Ora con la vittoria di Trump sembra esserci una ragione ulteriore per il rafforzamento dei rapporti tra i due paesi asiatici. Da parte cinese ci si rende conto che ci si trova oggi a combattere su troppi fronti; con la crescente chiusura dell’Occidente ai suoi prodotti, il paese sta cercando di sviluppare le sue imprese nei paesi del Sud del mondo e in questo senso l’India è uno sbocco teoricamente molto importante e appare anche promettente l’idea di destabilizzare i rapporti di tale paese con gli Usa; peraltro si tratta poi di trovare una soluzione al crescente squilibrio negli scambi commerciali, tra l’altro in aree dove l’India è competitiva, come prodotti agricoli, farmaceutici, tecnologie dell’informazione e servizi relativi (Bajnai, 2024). Ambedue i paesi, poi, hanno chiaro che la controversia sui confini appare al momento irrisolvibile militarmente, mentre essa tiene bloccate ingenti risorse anche finanziarie.

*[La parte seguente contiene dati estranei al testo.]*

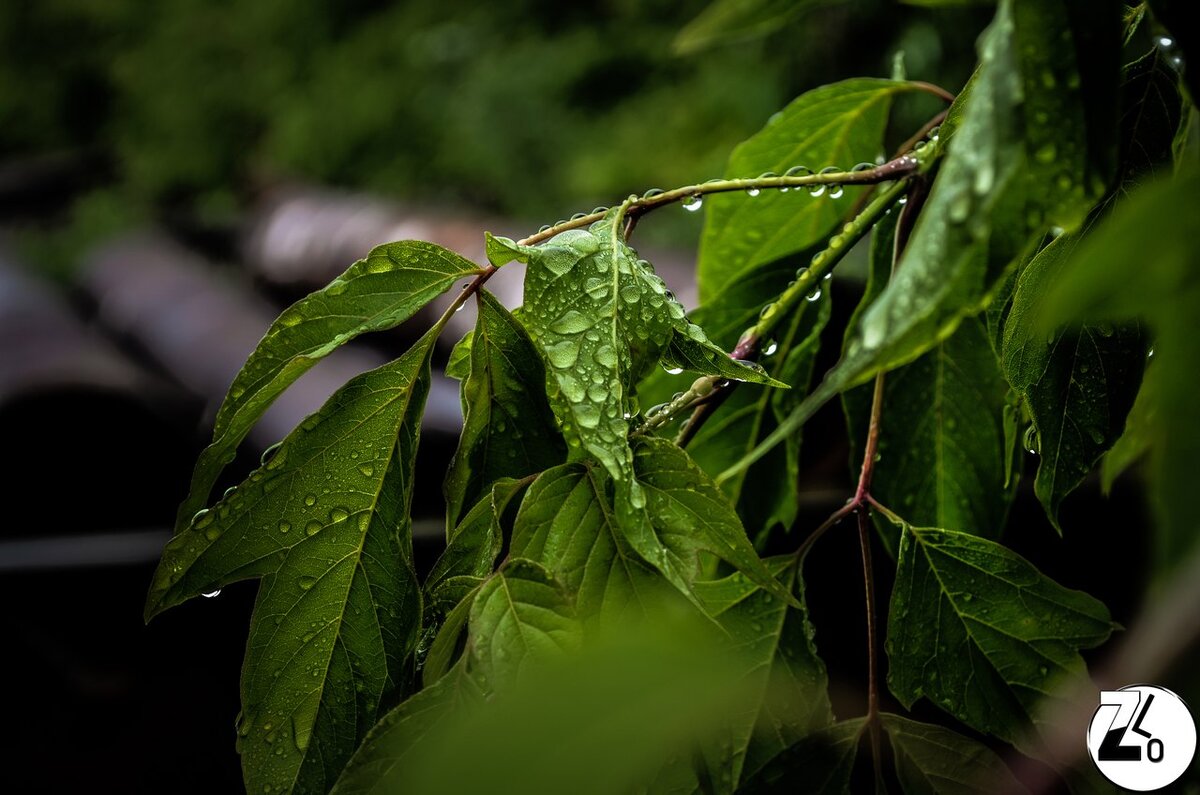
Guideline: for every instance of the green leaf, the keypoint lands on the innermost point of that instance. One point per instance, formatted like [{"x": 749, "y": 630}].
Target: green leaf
[
  {"x": 1069, "y": 55},
  {"x": 325, "y": 525},
  {"x": 942, "y": 450},
  {"x": 834, "y": 125},
  {"x": 478, "y": 539},
  {"x": 373, "y": 294},
  {"x": 509, "y": 430},
  {"x": 786, "y": 676},
  {"x": 1152, "y": 228},
  {"x": 943, "y": 458},
  {"x": 568, "y": 524},
  {"x": 1078, "y": 384},
  {"x": 763, "y": 498},
  {"x": 394, "y": 745},
  {"x": 699, "y": 354},
  {"x": 445, "y": 644},
  {"x": 1138, "y": 435},
  {"x": 819, "y": 764},
  {"x": 731, "y": 21},
  {"x": 934, "y": 760},
  {"x": 976, "y": 222},
  {"x": 600, "y": 722},
  {"x": 521, "y": 617},
  {"x": 979, "y": 632}
]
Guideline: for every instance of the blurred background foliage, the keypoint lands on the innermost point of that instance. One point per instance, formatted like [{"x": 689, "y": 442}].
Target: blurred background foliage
[{"x": 528, "y": 108}]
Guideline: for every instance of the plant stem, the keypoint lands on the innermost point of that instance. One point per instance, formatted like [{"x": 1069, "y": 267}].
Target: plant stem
[
  {"x": 635, "y": 207},
  {"x": 873, "y": 689},
  {"x": 799, "y": 290}
]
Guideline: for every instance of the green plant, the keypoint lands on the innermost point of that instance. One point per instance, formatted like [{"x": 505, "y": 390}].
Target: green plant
[{"x": 586, "y": 524}]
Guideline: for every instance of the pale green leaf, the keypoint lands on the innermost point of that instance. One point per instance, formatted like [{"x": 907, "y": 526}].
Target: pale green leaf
[
  {"x": 979, "y": 632},
  {"x": 325, "y": 525},
  {"x": 373, "y": 294},
  {"x": 508, "y": 426}
]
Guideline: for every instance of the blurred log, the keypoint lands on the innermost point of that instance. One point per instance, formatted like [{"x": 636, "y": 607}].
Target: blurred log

Il recente riavvicinamento tra Cina ed India, se confermato, sarebbe una buona notizia per i paesi del Sud del mondo e per il mondo intero. Esso potrebbe rappresentare un nuovo punto di svolta nei rapporti internazionali e potrebbe spingere ad alcuni progressi importanti nell’integrazione politica, economica e finanziaria sempre del Sud del mondo. I due paesi si collocano sempre più di nuovo al centro dell’economia mondiale. Naturalmente si frappongono molti possibili ostacoli al riavvicinamento, dai numerosi contenziosi aperti tra i due, alle pressioni degli Stati Uniti, alle ostilità politiche interne almeno in India. Si porrebbe per l’Europa una grande occasione di sviluppo se essa riuscisse ad aprire un più grande dialogo con i due paesi; ma appare vano sperarlo. A Bruxelles si attendono come sempre con trepidazione gli ordini di Washington.